When my brother and I were little, my dad would make us help him with everything. My dad was a do-it-yourself king. He refused to pay someone for a job he could do himself. The son of a carpenter and all-around handyman, my dad was brought up by generations of people who fixed things. Of course, many of my dad’s projects involved duct tape and WD40, and finished with Dad uttering the words, “Good enough for government work.” (I used to wonder when the government was coming by to complete their inspection). I remember a particular fence gate that never quite closed right and leaned a little to the left.

Through these weekend projects of fixing fences and sprinklers, cleaning up the yard, and changing car brakes, my brother, Lars, and I were Dad’s assistants. We handed him tools, held the light, and picked up piles of leaves. I knew how to find a 3/8 socket wrench and a pair of channel locks in Dad’s toolbox when I was four years old. Lars and I could tile a bathroom and hang Sheetrock before we could drive.

Lars and I used to think that Dad must have wanted to ruin our Saturday morning cartoon-watching time and keep us from hanging out with our friends on the weekend. One time Lars was holding the ladder while Dad was using his brand-new Wagner spray painter to touch up the facia boards on the house. In the street, the neighborhood kids were playing ball. Lars got distracted watching the game, and my dad sprayed him with the new Wagner, right in the face. “Pay attention and hold the ladder!” Lars and I were so jealous that the other kids didn’t have to work on the weekend.

As we got older, we realized that Dad was teaching us life lessons: how to be problem solvers, how to do home projects on our own, and how to have a clue when talking to contractors and mechanics. Of course, how to hold the ladder and not get sprayed in the face with a paint sprayer was an easier lesson.

In the month since my dad has been gone, I have been thinking a lot about what he has taught me. Looking back on these experiences, I think it was so much more than just teaching us to be responsible and hard-working humans. I think my dad just liked being with us. Dad loved spending his free time coaching and watching us play soccer. He loved taking us out to eat, and yes, he loved involving us in his home projects. He wanted to spend as much time with his kids as he could.

That sums up my dad to me. He enjoyed spending time with the people he loved. He spent every vacation visiting family and friends and enjoyed the company of all he loved. I don’t think my mom and dad ever took a trip that didn’t involve visiting someone along the way.

My dad valued my mom, my brother and me, his grandkids, and all his family, including the friends he chose. He enjoyed making them laugh, sharing stories, and breaking bread. May his legacy be the love he shared and the family and friends who are better for having known him.

Obituary

Doug was born December 4, 1946, in Ithaca, New York. The 4th child of 6, he spent most of his childhood moving around the country while his dad built bowling alleys. Living in Ohio, Georgia, and Florida, and finally settling in Bloomington, California, he graduated from Colton High School. Soon after, he enlisted in the Army, becoming a military policeman stationed in Germany.

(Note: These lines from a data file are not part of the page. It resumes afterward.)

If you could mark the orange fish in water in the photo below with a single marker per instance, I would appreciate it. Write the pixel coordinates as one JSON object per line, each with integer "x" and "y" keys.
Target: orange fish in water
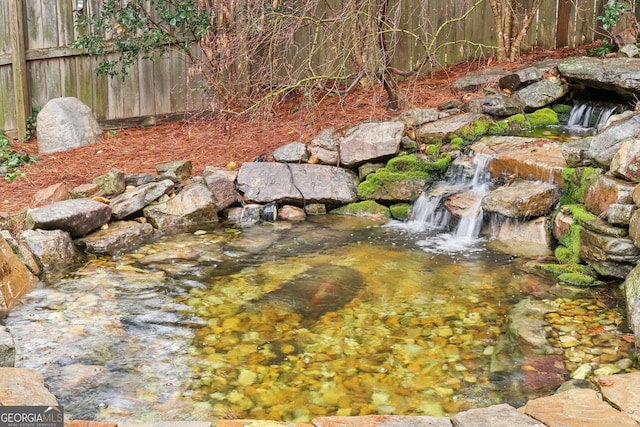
{"x": 324, "y": 290}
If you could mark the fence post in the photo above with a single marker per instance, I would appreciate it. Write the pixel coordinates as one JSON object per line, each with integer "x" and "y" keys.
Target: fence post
{"x": 19, "y": 65}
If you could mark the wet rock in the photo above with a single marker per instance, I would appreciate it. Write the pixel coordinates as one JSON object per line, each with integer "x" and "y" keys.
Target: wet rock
{"x": 496, "y": 105}
{"x": 7, "y": 348}
{"x": 296, "y": 152}
{"x": 24, "y": 387}
{"x": 15, "y": 278}
{"x": 65, "y": 123}
{"x": 111, "y": 183}
{"x": 604, "y": 146}
{"x": 134, "y": 201}
{"x": 620, "y": 75}
{"x": 606, "y": 191}
{"x": 418, "y": 116}
{"x": 526, "y": 158}
{"x": 576, "y": 407}
{"x": 51, "y": 194}
{"x": 316, "y": 291}
{"x": 324, "y": 147}
{"x": 118, "y": 238}
{"x": 442, "y": 129}
{"x": 496, "y": 416}
{"x": 478, "y": 79}
{"x": 223, "y": 190}
{"x": 22, "y": 251}
{"x": 189, "y": 210}
{"x": 265, "y": 182}
{"x": 622, "y": 391}
{"x": 176, "y": 171}
{"x": 83, "y": 191}
{"x": 545, "y": 372}
{"x": 76, "y": 216}
{"x": 370, "y": 142}
{"x": 53, "y": 249}
{"x": 523, "y": 199}
{"x": 600, "y": 247}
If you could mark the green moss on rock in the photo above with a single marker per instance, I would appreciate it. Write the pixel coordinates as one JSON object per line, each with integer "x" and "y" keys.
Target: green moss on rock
{"x": 367, "y": 208}
{"x": 577, "y": 279}
{"x": 476, "y": 129}
{"x": 385, "y": 181}
{"x": 542, "y": 117}
{"x": 400, "y": 211}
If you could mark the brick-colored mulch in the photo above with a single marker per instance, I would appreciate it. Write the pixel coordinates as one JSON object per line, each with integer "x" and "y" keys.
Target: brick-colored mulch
{"x": 219, "y": 140}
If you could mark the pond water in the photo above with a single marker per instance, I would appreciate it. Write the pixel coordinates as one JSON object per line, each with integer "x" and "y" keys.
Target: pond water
{"x": 290, "y": 321}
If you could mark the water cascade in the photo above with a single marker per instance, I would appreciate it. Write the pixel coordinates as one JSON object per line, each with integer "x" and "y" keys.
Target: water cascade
{"x": 591, "y": 114}
{"x": 459, "y": 196}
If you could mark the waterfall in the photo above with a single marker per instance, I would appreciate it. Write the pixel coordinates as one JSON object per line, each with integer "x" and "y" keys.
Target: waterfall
{"x": 590, "y": 114}
{"x": 467, "y": 180}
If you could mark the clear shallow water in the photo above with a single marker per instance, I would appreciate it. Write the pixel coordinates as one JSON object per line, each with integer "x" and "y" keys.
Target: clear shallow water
{"x": 181, "y": 329}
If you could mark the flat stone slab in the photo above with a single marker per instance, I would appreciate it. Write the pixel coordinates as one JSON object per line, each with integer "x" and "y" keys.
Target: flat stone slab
{"x": 382, "y": 421}
{"x": 24, "y": 387}
{"x": 495, "y": 416}
{"x": 526, "y": 158}
{"x": 576, "y": 407}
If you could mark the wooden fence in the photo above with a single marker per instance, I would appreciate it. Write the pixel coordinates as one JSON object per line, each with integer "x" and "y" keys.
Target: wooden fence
{"x": 37, "y": 63}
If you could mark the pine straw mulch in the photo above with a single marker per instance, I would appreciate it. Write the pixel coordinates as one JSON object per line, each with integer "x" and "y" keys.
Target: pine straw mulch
{"x": 220, "y": 140}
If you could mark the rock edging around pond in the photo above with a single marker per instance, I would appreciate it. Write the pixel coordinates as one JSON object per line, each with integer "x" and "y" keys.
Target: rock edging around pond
{"x": 373, "y": 169}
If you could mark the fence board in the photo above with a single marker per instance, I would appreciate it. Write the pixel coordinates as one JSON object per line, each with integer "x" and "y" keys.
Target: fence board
{"x": 167, "y": 85}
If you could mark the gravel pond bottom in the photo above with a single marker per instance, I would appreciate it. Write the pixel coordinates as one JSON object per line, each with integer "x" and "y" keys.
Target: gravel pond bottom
{"x": 291, "y": 321}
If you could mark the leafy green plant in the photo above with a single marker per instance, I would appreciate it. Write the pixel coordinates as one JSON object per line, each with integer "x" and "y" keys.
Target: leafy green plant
{"x": 32, "y": 122}
{"x": 11, "y": 160}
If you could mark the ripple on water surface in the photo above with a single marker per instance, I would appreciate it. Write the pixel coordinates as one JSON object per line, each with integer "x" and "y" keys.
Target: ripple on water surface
{"x": 283, "y": 322}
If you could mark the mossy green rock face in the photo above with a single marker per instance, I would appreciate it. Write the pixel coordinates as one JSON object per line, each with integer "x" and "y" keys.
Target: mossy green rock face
{"x": 542, "y": 117}
{"x": 403, "y": 179}
{"x": 400, "y": 211}
{"x": 576, "y": 183}
{"x": 367, "y": 208}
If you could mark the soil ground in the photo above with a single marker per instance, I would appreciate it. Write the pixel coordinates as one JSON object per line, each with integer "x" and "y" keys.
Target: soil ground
{"x": 220, "y": 140}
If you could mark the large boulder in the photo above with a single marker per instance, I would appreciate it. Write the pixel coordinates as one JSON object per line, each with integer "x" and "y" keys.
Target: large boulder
{"x": 523, "y": 199}
{"x": 621, "y": 75}
{"x": 65, "y": 123}
{"x": 53, "y": 249}
{"x": 264, "y": 182}
{"x": 77, "y": 216}
{"x": 15, "y": 278}
{"x": 119, "y": 237}
{"x": 370, "y": 142}
{"x": 190, "y": 209}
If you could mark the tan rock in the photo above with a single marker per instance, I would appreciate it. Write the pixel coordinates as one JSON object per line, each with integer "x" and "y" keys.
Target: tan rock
{"x": 24, "y": 387}
{"x": 576, "y": 407}
{"x": 15, "y": 278}
{"x": 622, "y": 391}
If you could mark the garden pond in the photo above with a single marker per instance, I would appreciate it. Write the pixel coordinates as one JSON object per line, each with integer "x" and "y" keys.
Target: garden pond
{"x": 292, "y": 320}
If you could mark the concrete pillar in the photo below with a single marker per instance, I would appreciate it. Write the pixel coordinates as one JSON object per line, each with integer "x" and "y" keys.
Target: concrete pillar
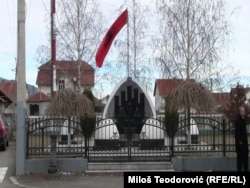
{"x": 21, "y": 91}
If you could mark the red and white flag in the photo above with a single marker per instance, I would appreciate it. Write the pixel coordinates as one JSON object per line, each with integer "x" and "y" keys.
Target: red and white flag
{"x": 109, "y": 37}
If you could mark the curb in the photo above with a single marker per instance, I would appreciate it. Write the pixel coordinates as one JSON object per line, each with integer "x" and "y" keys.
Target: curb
{"x": 15, "y": 182}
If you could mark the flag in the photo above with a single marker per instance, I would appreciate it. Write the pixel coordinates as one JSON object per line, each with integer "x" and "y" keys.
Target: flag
{"x": 109, "y": 37}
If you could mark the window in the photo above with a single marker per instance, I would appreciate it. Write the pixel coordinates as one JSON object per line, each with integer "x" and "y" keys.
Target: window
{"x": 61, "y": 85}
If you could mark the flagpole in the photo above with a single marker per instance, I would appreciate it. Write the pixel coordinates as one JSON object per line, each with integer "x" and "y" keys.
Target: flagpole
{"x": 128, "y": 45}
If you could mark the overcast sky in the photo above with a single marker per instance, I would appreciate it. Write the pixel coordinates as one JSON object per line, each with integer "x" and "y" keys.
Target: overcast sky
{"x": 36, "y": 35}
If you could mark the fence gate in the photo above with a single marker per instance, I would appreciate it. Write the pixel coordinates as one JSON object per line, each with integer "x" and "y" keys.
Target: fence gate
{"x": 129, "y": 141}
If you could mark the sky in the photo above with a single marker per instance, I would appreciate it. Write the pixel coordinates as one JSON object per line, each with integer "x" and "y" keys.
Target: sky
{"x": 37, "y": 34}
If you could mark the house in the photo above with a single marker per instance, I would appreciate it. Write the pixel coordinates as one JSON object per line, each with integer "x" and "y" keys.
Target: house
{"x": 8, "y": 96}
{"x": 37, "y": 104}
{"x": 66, "y": 78}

There he met his bride, a young teacher, Beate, known by most as Neini. Moving back to Southern California, Doug joined the Colton Police Department where he served the community for over 15 years. After a knee injury, Doug chose another service career: teaching. He taught social studies and economics before becoming a library media teacher in the Rialto Unified School District. He retired from a life of service in Coeur d’Alene, Idaho, where he became active in the Kootenai County Reagan Republicans and the Pachyderms.

Doug and Neini were married for 54 years and raised two children, Lars and Kristina. Doug’s greatest joy was being an Opa to every “kid” he ever met. He watched all six of his grandchildren grow to adulthood: Nick, Logan, Brenna, Jasmine, Stephanie, and Jeffrey and enjoyed spending any moment he could with them.

Doug went to church every Sunday, looking forward to breakfast after with Neini at Elmer’s. He loved watching old westerns, playing golf, and cheering on the Army West Point Black Knights during football season. He had an incredible sense of humor and enjoyed cracking jokes with those he loved.

He died peacefully in his sleep on February 28, 2024, at 77 years old. He will be deeply missed by all who knew him, especially to all who knew him as Opa.